**IWLS Code**

In [6]:
import numpy as np
import time

def check_data(X,y):
  if len(X) != len(y):
    return False, "Length of the answer vector doesn't fit the number of data points.\n"
  for i in range(1,len(X)):
    if len(X[i]) != len(X[0]):
      return False, "The row at the index "+str(i)+" seems to be missing an observation.\n"
  for i in range(len(y)):
    if y[i] < 0 or y[i] > 1:
      return False, "The answer at the index "+str(i)+" doesn't indicate a binary class nor does it indicate a probability of belonging to one.\n"
  return True, ""

def calc_loglike(X, Y, beta):
  """
  Calculates the value of the log-likelihood for a given training data,
  answer vector and model parameters
  :param X: a 2d numpy array containing the experiment matrix.
  :param Y: a 1d numpy array containing the answer vector.
  :param beta: a 1d numpy array containing the parameters of the model.
  :return: a single float with the value of the log-likelihood function.
  """
  Xbeta = X @ beta
  return Y @ Xbeta - np.sum(np.log(1+np.exp(Xbeta)))
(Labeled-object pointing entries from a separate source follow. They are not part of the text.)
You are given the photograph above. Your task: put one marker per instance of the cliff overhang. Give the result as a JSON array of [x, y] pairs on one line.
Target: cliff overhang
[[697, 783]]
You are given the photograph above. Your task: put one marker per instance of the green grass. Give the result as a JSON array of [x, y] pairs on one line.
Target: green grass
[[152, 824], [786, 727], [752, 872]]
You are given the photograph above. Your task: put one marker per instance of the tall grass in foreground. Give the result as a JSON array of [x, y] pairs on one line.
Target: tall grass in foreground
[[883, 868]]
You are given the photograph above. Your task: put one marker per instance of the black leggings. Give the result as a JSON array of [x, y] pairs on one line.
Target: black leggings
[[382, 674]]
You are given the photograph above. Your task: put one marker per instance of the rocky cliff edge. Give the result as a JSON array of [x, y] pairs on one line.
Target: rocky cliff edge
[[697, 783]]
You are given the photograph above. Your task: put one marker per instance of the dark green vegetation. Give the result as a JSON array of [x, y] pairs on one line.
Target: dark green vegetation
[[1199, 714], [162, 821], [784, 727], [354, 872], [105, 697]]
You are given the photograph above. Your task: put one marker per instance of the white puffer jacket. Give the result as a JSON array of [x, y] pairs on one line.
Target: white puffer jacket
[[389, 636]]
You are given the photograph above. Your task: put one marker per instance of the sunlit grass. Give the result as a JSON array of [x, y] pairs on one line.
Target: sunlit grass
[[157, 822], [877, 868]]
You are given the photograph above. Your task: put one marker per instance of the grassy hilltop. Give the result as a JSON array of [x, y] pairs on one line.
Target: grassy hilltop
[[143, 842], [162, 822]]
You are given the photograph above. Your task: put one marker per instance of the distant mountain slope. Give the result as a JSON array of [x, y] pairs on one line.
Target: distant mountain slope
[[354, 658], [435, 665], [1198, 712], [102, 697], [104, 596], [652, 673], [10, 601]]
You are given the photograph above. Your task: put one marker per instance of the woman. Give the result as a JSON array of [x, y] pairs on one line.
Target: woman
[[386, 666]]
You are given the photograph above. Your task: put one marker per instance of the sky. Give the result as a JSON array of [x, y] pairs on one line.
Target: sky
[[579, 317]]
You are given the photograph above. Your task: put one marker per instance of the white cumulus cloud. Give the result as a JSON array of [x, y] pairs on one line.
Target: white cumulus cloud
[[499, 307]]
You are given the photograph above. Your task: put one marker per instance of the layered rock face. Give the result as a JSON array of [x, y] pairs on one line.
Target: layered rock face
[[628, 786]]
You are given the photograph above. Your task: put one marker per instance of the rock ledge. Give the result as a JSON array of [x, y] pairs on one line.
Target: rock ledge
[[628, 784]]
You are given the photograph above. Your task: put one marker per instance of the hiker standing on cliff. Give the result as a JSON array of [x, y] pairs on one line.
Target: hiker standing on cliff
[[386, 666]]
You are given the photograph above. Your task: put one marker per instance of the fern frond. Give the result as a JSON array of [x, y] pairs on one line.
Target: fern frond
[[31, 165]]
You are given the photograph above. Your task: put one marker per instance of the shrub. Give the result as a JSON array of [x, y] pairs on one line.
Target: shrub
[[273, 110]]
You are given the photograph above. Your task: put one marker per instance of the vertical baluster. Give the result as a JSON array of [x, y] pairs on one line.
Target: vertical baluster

def fit_with_IWLS(data, answers, intercept: bool = True,
                  relevant_variables = None, additional_interactions = None,
                  l2_reg: float = 1.0, beta0_gen = None,
                  max_iterations: int = 500, min_step_norm: float = 1e-4,
                  max_time: float = 3600.0, check_data: bool = False):
  """
  Calculates the coefficients of a Logistic Regression model using Iterative
  Weighted Least Squares method.
  :param data: The data on which the model will be fit.
  :param answers: The vector with answers (numbers belonging to the
    [0,1] interval).
  :param intercept: If True, the model will fit an intercept (meaning beta' @ x
    shall be replaced with beta' @ x + beta0 in all calculations).
  :param relevant_variables: A collection of indices, indicating on which
    columns of the data should the model be built.
    If None, all columns will be used.
  :param additional_interactions: A collection of pairs of indices, indicating
    which column element-wise products should be using for building the model.
    If None, no such variables will be considered.
  :param l2_reg: The strength of ridge regularization (the coefficient of
    the ridge penalty). 0 means no regularization. 1 is the default, same as
    in the scikit-learn implementation.
  :param beta0_gen: A generator used to determine the starting values of
    coefficients. Should include .generate(n: int) method, returning a numpy
    array of length n filled with floats.
    If None, all coefficients will be initialized to zeros.
  :param max_iterations: The maximum number of iterations the algorhithm will
    perform before stopping and proposing a solution.
    By default, 100 in accordance to scikit-learn implementation.
  :param min_step_norm: The minimum value for the euclidian norm of the change
    of a parameter vector in a single step. If the difference between
    iterations falls below that number, the algorhithm will stop and propose
    a solution.
  :param max_time: The maximum time the procedure can run in seconds. Once
    exceeded, the iterating will stop and the solution will be proposed.
  :param check_data: If True, the format of data and answers will be examined
    prior to running the algorhithm.

  :return: A numpy array containing the proposed coefficients and a dictionary,
    labeling said coefficients, a list containing the coefficients after each
    iteration and a list containing the values of the log-likelihood function
    after each iteration.
  """
  ### Ensuring the correct dimensionality of the data.
  if check_data:
    status, message = check_data(data, answers)
    assert status, message
  assert len(data) == len(answers), "For every data point, there has to be a correct class specified.\n"
  n = len(data)

  ### Filling up the default values of parameters.
  if additional_interactions is None:
    additional_interactions = []
  if relevant_variables is None:
    relevant_variables = np.arange(len(data[0]))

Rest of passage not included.